Table 1: Comparison Table

The above table in the data analysis assignmentis showing that decision tree is a better model compare to logistic regression. Specific the vast variety of algorithms, it might be difficult to choose which one to use for a given Machine Learning assignment. It's not always easy to tell which strategy is better since it may perform better on certain tasks but constantly underperform on others. When comparing Logistic Regression with trees, one key distinction is in how the decision boundaries (i.e., the dividing lines) between classes are generated.

Task 2 Text mining and text analyticsin the data analysis assignment

Task 2.1 Concept Text mining and how text mining is related to text analytics
To get familiar with text mining, which refers to the activity of examining enormous volumes of textual resources in order to identify essential themes, patterns, and hidden links. Text mining, also known as text data mining, is the process of converting unstructured text into a structured format in order to find relevant patterns and fresh insights. This method as per the data analysis assignmentis also known as text data mining. Companies are able to investigate and identify hidden links within their unstructured data when they employ sophisticated analytical approaches such as Naive Bayes, Support Vector Machines (SVM), and other deep learning algorithms.

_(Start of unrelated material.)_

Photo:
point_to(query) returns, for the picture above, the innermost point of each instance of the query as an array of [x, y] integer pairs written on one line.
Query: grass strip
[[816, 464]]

Text mining is a method as per the data analysis assignmentthat involves deducing information from unstructured text data using a series of actions that are included in the process. Text pre-processing is the procedure of cleaning and translating text data into a format that can be used, and it is required before one can go on to using the many text mining methods that are available. This methodology is an essential element of natural language processing (NLP), and it often entails the use of processes such as language identification, tokenization, part-of-speech tagging, chunking, and syntax parsing in order to suitably arrange data for analysis. After the text has been pre-processed to your satisfaction, you will be able to apply text mining algorithms to the data in order to get insights.

Text mining and text analytics are often used interchangeably in conversation or in data analysis assignment, but each phrase may also have a more nuanced sense of what it means to refer to itself. The processes of text mining and text analysis include the use of machine learning, statistics, and linguistics in order to recognise textual patterns and trends that exist within unstructured data. Text analytics allows for the discovery of deeper, more quantitative insights by mining and analysing existing textual content in order to convert the data into a more organised manner. After that, several strategies for data visualisation may be used to present the results to a larger audience.

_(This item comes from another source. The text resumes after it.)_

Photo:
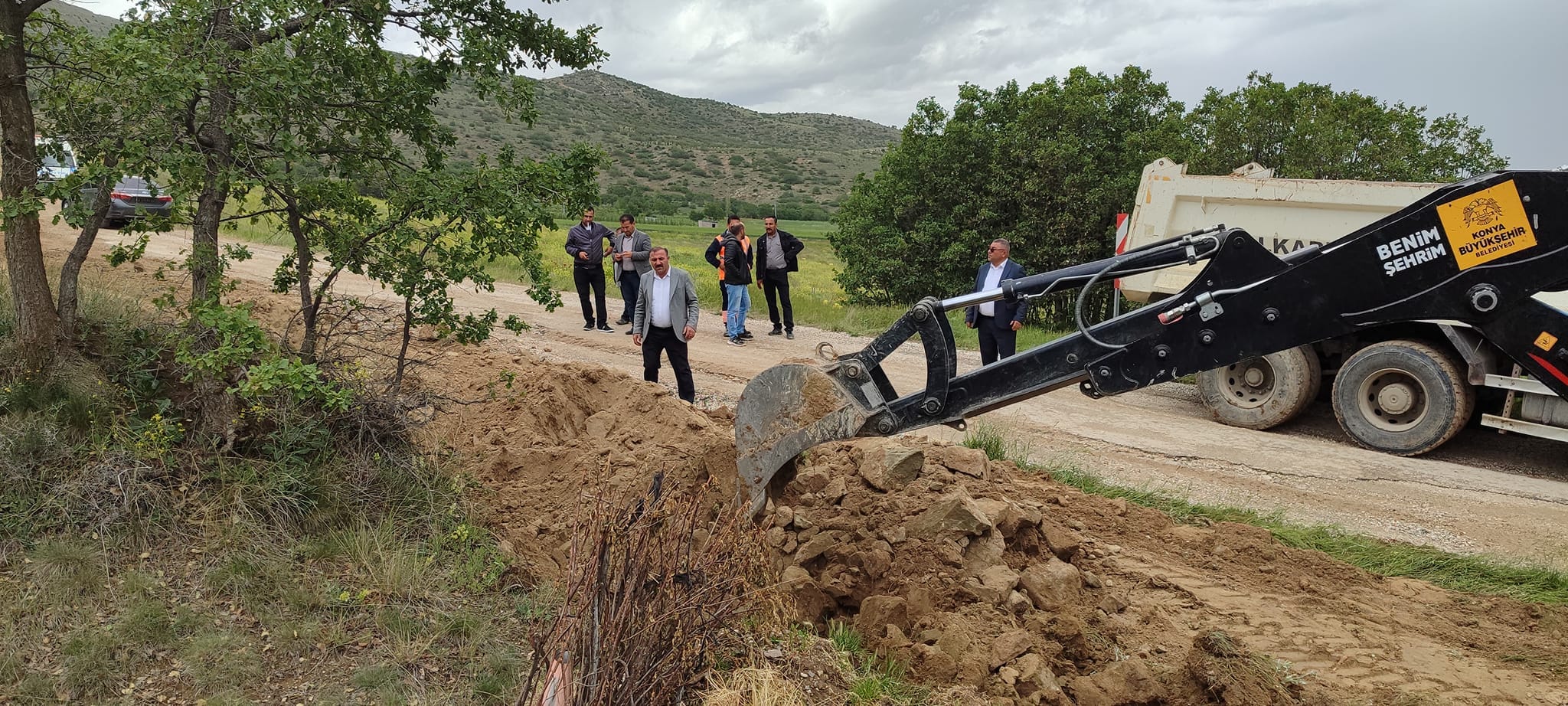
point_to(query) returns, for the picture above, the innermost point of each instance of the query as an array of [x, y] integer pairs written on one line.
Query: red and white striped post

Task 2.2 Real world application of text analytics

Stipulating text mining apps to drive data-driven choice like preventing cyber-crime is a great real-world illustration of text analytics' practical use for data analysis assignment. Most businesses today collect and retain vast volumes of information, and this data is expanding at an exponential pace. Companies using outdated methods will struggle to process this volume of data. Text mining has been more popular in recent years due to its ability to transform raw text input into useful information. Text mining, also known as text analytics, is the practise of automatically processing data and generating useful insights using a variety of artificial intelligence technologies to support data-driven decision making in businesses. Data mining, statistics, machine learning, information retrieval, and computational linguistics are just few of the many disciplines that make up text mining.

From a macro perspective for the data analysis assignment, 1.5 million cyber assaults every year may not seem like much, but broken down into smaller chunks, that's 4000 attacks per day or around 200 per hour. While some of these occurrences may be inconsequential or minor, others, such as the cyber-attack that hit major market participants last Friday and cost them millions of dollars, may have a devastating impact.

Our investigations in the data analysis assignmentled us to the conclusion that not much is being done to curb cybercrime. The industry has mostly ignored social media analytics and text mining for cyber-attack forensic, and hardly no firm is putting this technology to use to protect enterprises from cyber-attacks.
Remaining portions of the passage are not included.